When presented with an opportunity for change we are shy to take it unless it seems totally natural and necessary. It would alter natural laws if necessary change didn’t happen. Gravity prevails. Momentum grows until some force shrinks it. That’s probably why the independence referendum failed back in ’14, the change didn’t feel necessary enough for half the people.
Now Catalonia is having a referendum too, and I wonder how it’ll go. So far, it’s going badly. There’s violence reported on the streets, as the Spanish government has properly cocked it up. While the UK decreed a referendum could be legally run, the Spanish have decided to send in armed police. It’s neither a good look nor a good tactic.
It seems like the Spanish government have underestimated the appetite for a referendum. Referendums can be useful for putting matters to bed for a few years, or going disastrously wrong, so it’s diappointing that they’ve decided to go for the route which reeks of the Spanish dictator Franco. Catalans and the world will make these parallels quite easily.

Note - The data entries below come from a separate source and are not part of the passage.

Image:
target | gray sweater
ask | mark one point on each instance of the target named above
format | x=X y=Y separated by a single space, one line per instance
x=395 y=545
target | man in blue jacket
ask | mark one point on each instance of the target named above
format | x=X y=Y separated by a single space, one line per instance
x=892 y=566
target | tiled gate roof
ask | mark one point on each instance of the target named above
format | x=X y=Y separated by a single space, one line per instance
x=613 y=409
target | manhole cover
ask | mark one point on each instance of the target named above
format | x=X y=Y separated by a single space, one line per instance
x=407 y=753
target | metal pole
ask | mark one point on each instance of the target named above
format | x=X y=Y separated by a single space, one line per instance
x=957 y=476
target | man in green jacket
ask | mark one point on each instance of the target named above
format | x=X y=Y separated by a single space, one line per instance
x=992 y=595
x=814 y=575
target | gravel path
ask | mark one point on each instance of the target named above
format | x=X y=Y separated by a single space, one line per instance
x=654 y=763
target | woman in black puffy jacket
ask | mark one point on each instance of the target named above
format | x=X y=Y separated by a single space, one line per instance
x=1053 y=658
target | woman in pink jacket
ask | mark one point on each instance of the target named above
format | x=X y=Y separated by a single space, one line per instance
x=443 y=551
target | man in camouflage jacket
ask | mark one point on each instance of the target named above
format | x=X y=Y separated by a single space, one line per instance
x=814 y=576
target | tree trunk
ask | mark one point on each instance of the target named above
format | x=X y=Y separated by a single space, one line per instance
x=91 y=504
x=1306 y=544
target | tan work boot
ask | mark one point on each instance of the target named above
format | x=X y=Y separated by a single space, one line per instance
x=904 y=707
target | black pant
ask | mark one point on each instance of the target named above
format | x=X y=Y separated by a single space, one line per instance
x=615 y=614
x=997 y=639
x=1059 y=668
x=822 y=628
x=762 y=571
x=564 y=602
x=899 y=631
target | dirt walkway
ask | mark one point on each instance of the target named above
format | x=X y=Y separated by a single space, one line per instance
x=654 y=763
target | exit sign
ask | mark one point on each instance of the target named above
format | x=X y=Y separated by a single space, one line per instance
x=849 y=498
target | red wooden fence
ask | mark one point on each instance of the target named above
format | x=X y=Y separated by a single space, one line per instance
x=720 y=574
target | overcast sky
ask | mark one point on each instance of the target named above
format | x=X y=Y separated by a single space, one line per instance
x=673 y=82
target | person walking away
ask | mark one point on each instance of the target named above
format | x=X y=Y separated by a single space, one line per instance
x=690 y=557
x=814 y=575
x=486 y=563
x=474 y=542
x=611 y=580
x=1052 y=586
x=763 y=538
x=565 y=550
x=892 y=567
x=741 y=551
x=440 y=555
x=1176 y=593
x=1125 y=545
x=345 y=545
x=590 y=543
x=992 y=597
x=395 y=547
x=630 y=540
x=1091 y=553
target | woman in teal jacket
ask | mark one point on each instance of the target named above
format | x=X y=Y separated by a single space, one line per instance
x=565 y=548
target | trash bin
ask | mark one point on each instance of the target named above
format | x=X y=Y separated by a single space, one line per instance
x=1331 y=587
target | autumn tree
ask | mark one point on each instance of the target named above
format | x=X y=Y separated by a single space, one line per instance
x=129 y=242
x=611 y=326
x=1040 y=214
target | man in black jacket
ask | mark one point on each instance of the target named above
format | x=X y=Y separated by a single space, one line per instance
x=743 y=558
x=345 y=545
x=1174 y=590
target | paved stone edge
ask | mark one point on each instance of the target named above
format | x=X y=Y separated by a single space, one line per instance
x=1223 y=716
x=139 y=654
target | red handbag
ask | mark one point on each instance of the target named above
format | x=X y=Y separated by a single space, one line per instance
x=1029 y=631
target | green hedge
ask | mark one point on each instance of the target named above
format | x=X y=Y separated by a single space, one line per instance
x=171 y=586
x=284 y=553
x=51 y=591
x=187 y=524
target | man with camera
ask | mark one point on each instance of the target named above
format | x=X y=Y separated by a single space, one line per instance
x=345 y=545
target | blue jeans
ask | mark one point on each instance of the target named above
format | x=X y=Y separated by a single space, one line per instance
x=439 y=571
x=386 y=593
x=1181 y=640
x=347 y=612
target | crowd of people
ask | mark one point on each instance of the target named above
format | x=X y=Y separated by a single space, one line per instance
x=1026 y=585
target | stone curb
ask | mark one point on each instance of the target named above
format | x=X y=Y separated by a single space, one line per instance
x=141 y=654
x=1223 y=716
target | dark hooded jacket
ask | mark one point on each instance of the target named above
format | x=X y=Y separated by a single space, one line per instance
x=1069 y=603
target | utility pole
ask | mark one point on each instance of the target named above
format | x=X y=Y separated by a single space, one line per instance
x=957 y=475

What’s more, police violence – and I reckon it’s the police doing most of the hitting, the Catalonian independence movement is famed for its non-violent nature – suggests that there is no good reason to be part of Spain other than not being hit. That’s not a brilliant argument. The police violence makes Independence seem like the more natural choice. People are not normally for those who hit them with sticks.
Against a backdrop of police violence on the streets, I could even see how a deeply pessimistic people like the Scots could be brought to support independence. As for the Catalan mentality, I cannot comment. I have not met any Catalans. I am saying on this based on a fundamental understanding of people: You catch more flies with honey than with seizing their budget and hitting them.